Mechanistic Consideration for the Selective Inclusion of Disubstituted Benzene Isomers with p-tert-Butylcalix[4]arene Crystals

Abstract

p-tert-Butylcalix[4]arene (1) crystals can selectively include one regioisomer from a mixture of the three regioisomers for eight kinds of disubstituted benzenes. In this study, the mechanisms for the guest selectivity in the inclusion of nitrotoluene, xylene, and cresol isomers, which were chosen as representative guests showing different guest selectivity, were investigated in detail. In the competitive inclusion of three regioisomers of nitrotoluene, xylene, and cresol, crystals of compound 1 selectively include p-nitrotoluene, p-xylene, and o-cresol, respectively.
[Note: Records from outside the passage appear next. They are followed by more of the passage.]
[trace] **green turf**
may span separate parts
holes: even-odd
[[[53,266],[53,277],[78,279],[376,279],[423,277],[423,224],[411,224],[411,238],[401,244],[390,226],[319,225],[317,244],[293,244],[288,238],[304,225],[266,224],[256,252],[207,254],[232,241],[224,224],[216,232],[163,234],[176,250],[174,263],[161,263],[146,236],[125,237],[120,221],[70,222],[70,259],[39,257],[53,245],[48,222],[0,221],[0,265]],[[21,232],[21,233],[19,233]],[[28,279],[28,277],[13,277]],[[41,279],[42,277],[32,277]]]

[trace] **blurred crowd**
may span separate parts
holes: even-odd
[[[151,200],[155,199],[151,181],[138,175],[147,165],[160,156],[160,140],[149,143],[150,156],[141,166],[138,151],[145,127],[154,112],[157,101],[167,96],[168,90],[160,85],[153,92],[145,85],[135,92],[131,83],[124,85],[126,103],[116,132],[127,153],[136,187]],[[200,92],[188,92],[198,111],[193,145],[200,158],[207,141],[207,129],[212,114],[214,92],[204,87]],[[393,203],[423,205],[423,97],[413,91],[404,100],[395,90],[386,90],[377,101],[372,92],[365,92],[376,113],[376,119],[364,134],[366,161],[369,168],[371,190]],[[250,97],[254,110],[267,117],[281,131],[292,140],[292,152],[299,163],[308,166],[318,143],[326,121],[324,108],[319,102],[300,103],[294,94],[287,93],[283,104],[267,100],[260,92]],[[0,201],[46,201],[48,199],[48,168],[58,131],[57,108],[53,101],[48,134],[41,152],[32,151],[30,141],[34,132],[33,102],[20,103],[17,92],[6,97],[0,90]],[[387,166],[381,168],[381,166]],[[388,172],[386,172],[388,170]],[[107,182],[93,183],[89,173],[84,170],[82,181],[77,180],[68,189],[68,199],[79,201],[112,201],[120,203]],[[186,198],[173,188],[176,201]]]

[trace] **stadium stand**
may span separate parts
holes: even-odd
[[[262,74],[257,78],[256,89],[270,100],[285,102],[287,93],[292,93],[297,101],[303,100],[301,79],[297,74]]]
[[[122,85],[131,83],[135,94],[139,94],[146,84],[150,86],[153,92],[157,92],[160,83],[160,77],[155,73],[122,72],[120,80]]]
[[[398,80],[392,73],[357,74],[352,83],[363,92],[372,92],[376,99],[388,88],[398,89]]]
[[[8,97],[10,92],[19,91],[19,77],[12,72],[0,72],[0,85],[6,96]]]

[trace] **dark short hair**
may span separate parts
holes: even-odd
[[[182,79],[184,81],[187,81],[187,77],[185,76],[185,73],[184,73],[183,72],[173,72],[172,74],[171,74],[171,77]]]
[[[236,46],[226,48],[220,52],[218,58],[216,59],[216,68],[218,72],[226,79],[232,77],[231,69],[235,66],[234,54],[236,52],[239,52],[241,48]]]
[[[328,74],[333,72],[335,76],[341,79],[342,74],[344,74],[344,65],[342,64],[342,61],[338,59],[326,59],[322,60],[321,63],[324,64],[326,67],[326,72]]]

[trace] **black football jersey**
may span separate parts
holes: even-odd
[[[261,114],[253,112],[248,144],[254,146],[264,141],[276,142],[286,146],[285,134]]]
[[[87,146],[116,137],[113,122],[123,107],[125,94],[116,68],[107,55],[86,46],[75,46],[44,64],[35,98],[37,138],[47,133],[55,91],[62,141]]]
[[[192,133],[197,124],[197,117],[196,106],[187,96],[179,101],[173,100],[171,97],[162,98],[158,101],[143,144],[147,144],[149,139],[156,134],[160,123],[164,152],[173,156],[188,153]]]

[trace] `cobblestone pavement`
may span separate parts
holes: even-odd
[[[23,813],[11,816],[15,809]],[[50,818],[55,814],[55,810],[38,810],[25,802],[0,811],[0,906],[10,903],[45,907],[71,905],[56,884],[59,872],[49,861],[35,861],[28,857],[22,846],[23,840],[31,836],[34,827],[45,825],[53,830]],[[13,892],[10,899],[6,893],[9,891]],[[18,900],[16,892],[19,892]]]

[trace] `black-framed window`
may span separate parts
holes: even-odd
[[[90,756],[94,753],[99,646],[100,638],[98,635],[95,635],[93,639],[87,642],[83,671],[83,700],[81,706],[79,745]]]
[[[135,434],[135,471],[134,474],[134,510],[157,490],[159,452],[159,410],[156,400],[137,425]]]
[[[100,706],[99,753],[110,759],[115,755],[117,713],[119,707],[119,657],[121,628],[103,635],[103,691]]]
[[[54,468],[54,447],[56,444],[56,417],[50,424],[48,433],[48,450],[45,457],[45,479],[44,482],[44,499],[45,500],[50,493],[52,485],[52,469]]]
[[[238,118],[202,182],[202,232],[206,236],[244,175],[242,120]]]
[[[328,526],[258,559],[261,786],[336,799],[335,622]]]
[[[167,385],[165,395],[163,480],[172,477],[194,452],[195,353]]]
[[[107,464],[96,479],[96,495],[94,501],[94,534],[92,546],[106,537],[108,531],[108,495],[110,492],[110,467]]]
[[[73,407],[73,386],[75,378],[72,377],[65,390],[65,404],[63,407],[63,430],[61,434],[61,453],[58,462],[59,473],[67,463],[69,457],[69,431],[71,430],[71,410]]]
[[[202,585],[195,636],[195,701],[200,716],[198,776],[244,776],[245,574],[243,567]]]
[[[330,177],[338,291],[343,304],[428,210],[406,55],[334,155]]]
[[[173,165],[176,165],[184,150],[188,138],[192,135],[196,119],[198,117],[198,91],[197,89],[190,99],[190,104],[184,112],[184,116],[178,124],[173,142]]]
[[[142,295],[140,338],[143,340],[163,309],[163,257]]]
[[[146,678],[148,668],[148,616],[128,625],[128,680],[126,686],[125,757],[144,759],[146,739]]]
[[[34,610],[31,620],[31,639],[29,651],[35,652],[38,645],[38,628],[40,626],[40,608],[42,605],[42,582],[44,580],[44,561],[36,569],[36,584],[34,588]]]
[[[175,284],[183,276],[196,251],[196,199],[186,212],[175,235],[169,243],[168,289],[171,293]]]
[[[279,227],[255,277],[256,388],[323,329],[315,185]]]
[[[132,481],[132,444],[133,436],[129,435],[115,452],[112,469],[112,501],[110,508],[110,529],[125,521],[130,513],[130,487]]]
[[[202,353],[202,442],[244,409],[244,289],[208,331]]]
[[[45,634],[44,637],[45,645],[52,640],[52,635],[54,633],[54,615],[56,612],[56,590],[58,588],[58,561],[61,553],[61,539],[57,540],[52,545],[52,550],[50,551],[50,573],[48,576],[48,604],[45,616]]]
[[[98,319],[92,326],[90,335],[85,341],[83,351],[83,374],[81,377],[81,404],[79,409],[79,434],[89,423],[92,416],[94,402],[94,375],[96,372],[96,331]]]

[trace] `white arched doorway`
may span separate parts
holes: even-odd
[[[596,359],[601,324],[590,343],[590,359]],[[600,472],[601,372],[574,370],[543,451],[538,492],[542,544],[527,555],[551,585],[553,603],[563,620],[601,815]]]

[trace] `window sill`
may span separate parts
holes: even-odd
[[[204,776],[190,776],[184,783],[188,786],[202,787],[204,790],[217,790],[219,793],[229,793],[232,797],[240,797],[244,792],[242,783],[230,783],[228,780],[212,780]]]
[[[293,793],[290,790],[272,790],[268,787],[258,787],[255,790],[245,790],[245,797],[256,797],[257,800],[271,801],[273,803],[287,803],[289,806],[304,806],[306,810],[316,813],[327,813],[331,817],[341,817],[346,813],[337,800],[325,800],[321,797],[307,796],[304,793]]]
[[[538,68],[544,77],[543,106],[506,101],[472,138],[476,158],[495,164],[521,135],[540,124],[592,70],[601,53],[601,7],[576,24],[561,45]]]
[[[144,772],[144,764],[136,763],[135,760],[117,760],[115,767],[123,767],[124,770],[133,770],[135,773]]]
Time course of the change in isomer selectivity in the competitive inclusion experiment and comparison of thermogravimetric analysis profiles of the inclusion crystals with each of the isomers revealed that the selectivity for p-nitrotoluene and o-cresol was achieved under kinetic control, whereas the selectivity for p-xylene was achieved under thermodynamic control. X-ray crystallography of the inclusion crystals revealed that p-nitrotoluene and o-cresol form type A (host/guest = 1:1) inclusion crystals, in which a guest molecule is included in the cavity of a host molecule. On the other hand, o- and m-nitrotoluene and m- and p-cresol form thermodynamically stable type B (host/guest = 2:1) inclusion crystals, in which a guest molecule is included in a capsule constructed by gathering of two host molecules in a head to head manner. The selectivity for p-nitrotoluene and o-cresol could be explained by the effective host–guest interaction during the formation of type A inclusion crystals, which tends to be kinetically favored over the formation of type B inclusion crystals. X-ray structure analysis and Hirshfeld surface analysis of the inclusion crystals revealed that the inclusion of xylene isomers in the crystals of compound 1 resulted in the formation of type B inclusion crystals for all the three isomers. The CH−π interaction between the two methyl groups of the p-isomer and the benzene rings of the two host molecules encapsulating the isomer is the most effective. Therefore, the inclusion crystal with p-xylene is the most stable among the three isomers, resulting in p-isomer selectivity. In this way, the crystals of compound 1 precisely distinguish different disubstituted benzene isomers under kinetic or thermodynamic control by the virtue of various host–guest interactions with the guest substituents in the cavities of type A and type B inclusion crystals.